Zehn Grundstücksbesitzer im Obstbauerndorf Neuenfelde, die für einen Ausbau der Landebahn Haus und Hof opfern sollen, hatten am 10. August rechtliche Rückendeckung vom Oberverwaltungsgericht (OVG) erhalten. Dies hielt deren Enteignung „zu Gunsten eines privaten Wirtschaftsunternehmens“ – Airbus – für nicht gerechtfertigt und verhängte einen Baustopp. Deshalb unterbreitete die Stadt den zehn Klägern sowie fünf weiteren Grundbesitzern oder -pächtern, die nicht vor Gericht gegangen waren, erhöhte Kaufangebote. Zugleich wurde eine Frist bis vorigen Freitagabend gesetzt (taz berichtete).

Bis gestern haben dem Vernehmen nach acht Betroffene den Kaufvertrag notariell beglaubigt unterzeichnet, sieben der zehn Kläger jedoch nicht. Die Verträge erlangen aber nur Rechtskraft, wenn alle Eigentümer zustimmen – und das, sagt Quast, werde nicht geschehen.
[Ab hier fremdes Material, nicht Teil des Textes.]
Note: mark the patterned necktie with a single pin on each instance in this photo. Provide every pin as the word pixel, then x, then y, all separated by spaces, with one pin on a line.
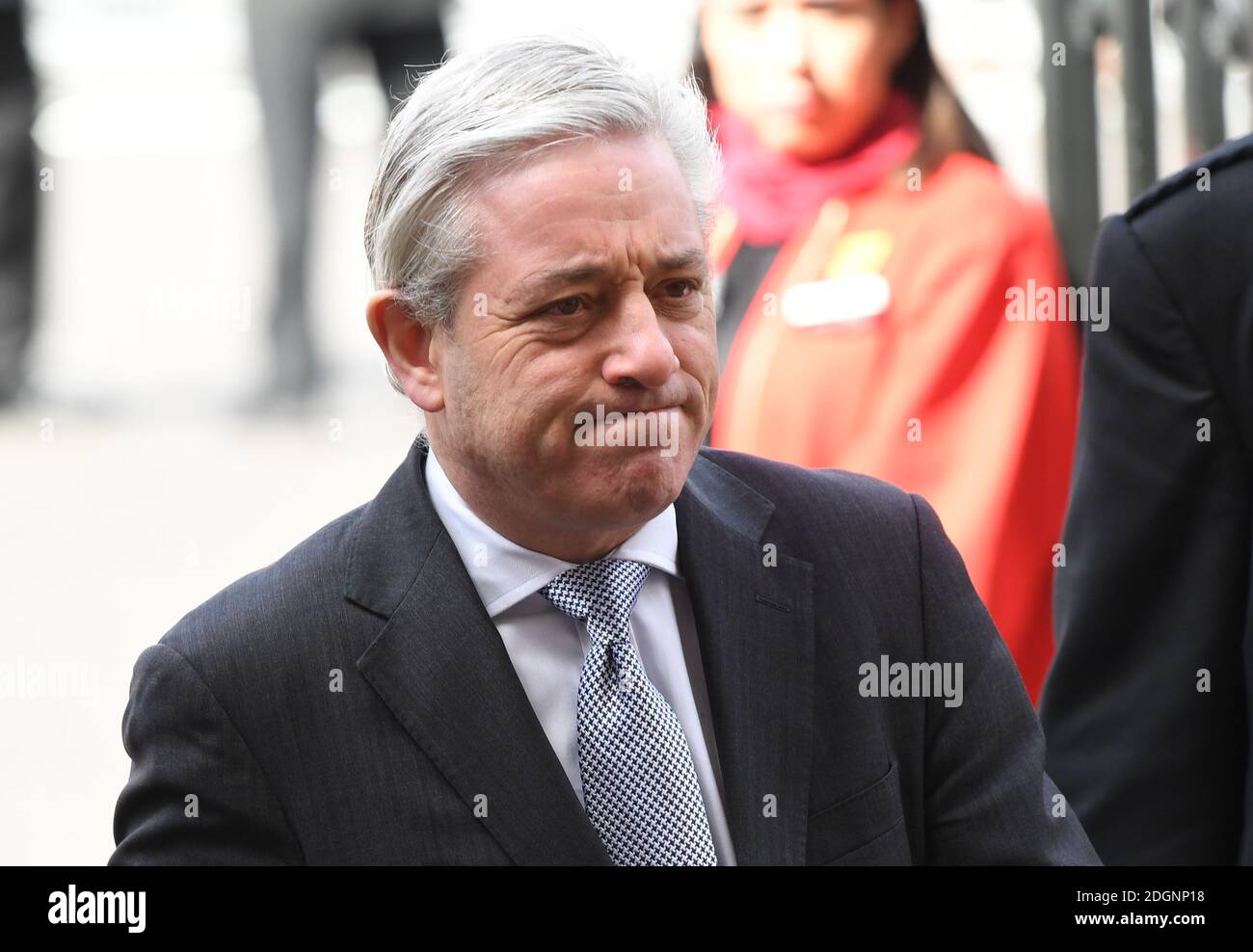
pixel 639 784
Die federführende Wirtschaftsbehörde will zu den „vertraulichen Verhandlungen“, so deren Sprecher Christian Saadhoff, „keinen Kommentar“ abgeben“.

Bürgermeister Ole von Beust (CDU) frohlockte derweil gestern in Paris, es hätte bereits „mehr als die Hälfte unterschrieben“ – dass darunter aber nur wenige der Kläger sind, sagte er nicht. Immerhin ist er auf Werbetour für den „Luftfahrtstandort Hamburg“ in Frankreich unterwegs.

Auf einem gestrigen Symposium zu diesem Thema in der Deutschen Botschaft in Paris musste von Beust allerdings zur Kenntnis nehmen, dass die Geduld von Airbus nicht unendlich ist. Der Hamburger Werkschef Gerhard Puttfarcken bekräftigte die Forderung nach „Planungssicherheit“ in der Hansestadt binnen zweier Monate. Andernfalls könne der Konzern auch nach „Alternativen“ Ausschau halten. Heute reist der Bürgermeister zur Airbus-Zentrale ins südfranzösische Toulouse, um dort möglichst erfreuliche Nachrichten zu übermitteln. Sehr viele werden es nicht sein.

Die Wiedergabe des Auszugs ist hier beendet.